Il Consiglio federale respinge l’iniziativa sui salari minimi

Berna, 16.01.2013 - Il Consiglio federale si è detto contrario all’iniziativa popolare federale “Per la protezione di salari equi” (Iniziativa sui salari minimi). In data odierna esso ha licenziato il relativo messaggio destinato al Parlamento. L’iniziativa chiede alla Confederazione e ai Cantoni di impegnarsi in favore della promozione dei salari minimi nelle convenzioni collettive di lavoro e stabilisce un salario minimo legale nazionale. Secondo il Consiglio federale i promotori dell’iniziativa rimettono in discussione i meccanismi di fissazione dei salari attuati in Svizzera da decenni. Pertanto, il Consiglio federale respinge l’iniziativa senza opporvi un controprogetto, confermando in tal modo la decisione di principio del 4 luglio 2012.

L’iniziativa popolare chiede di introdurre un salario minimo nazionale obbligatorio di 22 franchi all’ora. Il Consiglio federale condivide l’obiettivo degli autori dell’iniziativa, ossia fare in modo che chiunque possa vivere degnamente dei frutti del proprio lavoro. Tuttavia, ritiene che l’iniziativa sui salari minimi non sia lo strumento adatto al raggiungimento di tale obiettivo.

Per i salari bassi e medi, il partenariato sociale e i contratti collettivi di lavoro (CCL) rivestono una grande importanza. Con l’introduzione della libera circolazione delle persone sono state adottate misure di accompagnamento volte a proteggere i lavoratori dal dumping salariale. L’anno scorso il Consiglio federale ha sottoposto al Parlamento nuove misure per la lotta all’indipendenza fittizia e il rafforzamento della responsabilità solidale che permettono di combattere in maniera ancora più efficace il dumping salariale. Il Parlamento ha dato al sua approvazione: le misure contro l’indipendenza fittizia sono entrate in vigore il 1° gennaio 2013, mentre la responsabilità solidale sarà rafforzata dal 1° luglio 2013. Sono dunque disponibili strumenti adeguati per contrastare le conseguenze indesiderate in materia di salari e di condizioni lavorative. L’eccellente funzionamento del partenariato sociale rappresenta una marcia in più per la piazza economica svizzera. L’introduzione di un salario minimo legale indebolirebbe questo vantaggio riducendo il margine di manovra nelle negoziazioni e la responsabilità dei partner sociali.

La flessibilità applicata alla politica di formazione dei salari ha contribuito notevolmente a raggiungere risultati soddisfacenti in materia di impiego e di ripartizione dei redditi. La Svizzera presenta un elevato tasso di occupazione e un basso tasso di disoccupazione.

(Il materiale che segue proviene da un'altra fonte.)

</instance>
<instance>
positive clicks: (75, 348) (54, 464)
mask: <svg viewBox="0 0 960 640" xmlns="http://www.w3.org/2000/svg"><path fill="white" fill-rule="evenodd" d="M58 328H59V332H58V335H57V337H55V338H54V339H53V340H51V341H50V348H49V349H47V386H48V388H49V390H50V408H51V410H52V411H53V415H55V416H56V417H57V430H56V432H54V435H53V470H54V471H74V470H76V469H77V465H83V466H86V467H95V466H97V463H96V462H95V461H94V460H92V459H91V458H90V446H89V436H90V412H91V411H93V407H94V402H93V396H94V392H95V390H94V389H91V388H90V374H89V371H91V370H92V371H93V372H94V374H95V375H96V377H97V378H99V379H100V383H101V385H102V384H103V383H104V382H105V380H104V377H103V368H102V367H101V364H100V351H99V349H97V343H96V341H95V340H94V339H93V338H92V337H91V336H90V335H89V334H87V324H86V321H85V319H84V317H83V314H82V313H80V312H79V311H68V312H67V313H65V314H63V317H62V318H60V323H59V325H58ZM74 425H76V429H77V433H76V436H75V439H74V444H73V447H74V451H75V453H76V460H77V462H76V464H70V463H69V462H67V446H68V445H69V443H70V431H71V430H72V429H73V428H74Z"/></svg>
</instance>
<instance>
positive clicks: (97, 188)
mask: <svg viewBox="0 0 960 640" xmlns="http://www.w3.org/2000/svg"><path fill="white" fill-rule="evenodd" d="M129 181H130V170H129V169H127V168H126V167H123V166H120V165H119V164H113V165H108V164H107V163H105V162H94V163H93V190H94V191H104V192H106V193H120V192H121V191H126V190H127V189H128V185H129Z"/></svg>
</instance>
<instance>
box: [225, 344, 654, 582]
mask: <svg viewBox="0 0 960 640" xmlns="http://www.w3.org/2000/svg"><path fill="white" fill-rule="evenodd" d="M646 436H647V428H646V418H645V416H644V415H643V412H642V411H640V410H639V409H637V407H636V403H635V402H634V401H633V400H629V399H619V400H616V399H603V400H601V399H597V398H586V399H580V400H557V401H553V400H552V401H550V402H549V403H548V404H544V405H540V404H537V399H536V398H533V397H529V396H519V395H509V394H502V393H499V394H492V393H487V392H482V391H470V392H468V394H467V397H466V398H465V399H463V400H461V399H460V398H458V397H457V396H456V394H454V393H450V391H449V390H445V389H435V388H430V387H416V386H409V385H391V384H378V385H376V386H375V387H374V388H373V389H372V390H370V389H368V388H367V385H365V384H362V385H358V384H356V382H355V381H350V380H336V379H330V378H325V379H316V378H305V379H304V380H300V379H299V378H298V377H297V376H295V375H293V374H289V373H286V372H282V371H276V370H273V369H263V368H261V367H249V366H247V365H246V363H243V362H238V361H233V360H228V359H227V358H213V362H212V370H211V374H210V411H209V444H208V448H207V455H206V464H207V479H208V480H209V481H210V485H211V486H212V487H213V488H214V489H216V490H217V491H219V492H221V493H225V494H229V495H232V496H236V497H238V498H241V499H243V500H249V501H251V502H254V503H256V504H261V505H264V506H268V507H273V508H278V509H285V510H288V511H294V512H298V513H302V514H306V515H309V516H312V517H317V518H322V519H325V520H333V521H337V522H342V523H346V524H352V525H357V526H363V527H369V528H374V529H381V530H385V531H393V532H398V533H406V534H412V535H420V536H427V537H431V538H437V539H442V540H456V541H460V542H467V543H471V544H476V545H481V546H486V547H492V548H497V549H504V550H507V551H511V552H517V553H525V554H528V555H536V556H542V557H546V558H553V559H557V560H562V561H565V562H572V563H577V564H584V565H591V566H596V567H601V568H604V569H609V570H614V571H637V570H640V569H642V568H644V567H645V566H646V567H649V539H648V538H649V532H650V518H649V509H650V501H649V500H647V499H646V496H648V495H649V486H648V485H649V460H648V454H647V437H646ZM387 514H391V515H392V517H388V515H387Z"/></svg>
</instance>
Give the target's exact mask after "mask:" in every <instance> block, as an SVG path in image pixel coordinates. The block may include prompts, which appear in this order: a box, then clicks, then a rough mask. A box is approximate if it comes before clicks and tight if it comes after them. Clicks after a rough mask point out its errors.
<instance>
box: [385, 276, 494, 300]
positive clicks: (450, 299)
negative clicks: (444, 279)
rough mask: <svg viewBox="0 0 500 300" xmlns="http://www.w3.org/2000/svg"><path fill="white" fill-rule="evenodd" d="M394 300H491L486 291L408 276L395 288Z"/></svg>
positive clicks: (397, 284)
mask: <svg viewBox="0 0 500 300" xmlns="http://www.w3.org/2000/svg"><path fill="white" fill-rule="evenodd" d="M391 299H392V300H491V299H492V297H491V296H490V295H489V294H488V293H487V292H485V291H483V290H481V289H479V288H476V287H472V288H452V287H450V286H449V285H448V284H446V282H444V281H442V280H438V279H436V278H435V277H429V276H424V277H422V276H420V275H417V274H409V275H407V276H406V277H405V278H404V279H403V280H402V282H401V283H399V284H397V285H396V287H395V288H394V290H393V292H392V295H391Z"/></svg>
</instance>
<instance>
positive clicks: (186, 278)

Rispetto ad altri Paesi, il divario tra i salari e la quota di lavoratori che svolgono un impiego a salario modesto sono tra i più bassi.

L’introduzione di un salario minimo legale nazionale, come previsto dall’iniziativa, metterebbe a rischio molti impieghi e il buon funzionamento del mercato del lavoro. Le piccole e medie imprese (PMI), che rappresentano una parte consistente dell’economia svizzera, sarebbero maggiormente colpite rispetto alle grandi aziende dall’introduzione di un salario minimo legale. Inoltre, i posti di lavoro sarebbero a rischio e l’integrazione di determinate categorie di persone già vulnerabili diventerebbe più difficile. 

Per questi motivi, il Consiglio federale respinge l’iniziativa senza opporvi un controprogetto. Entro il 21 luglio 2014 l’Assemblea federale deciderà, in base alle scadenze previste nella legge sul Parlamento, se raccomandare al popolo e ai Cantoni di accogliere o di respingere l’iniziativa.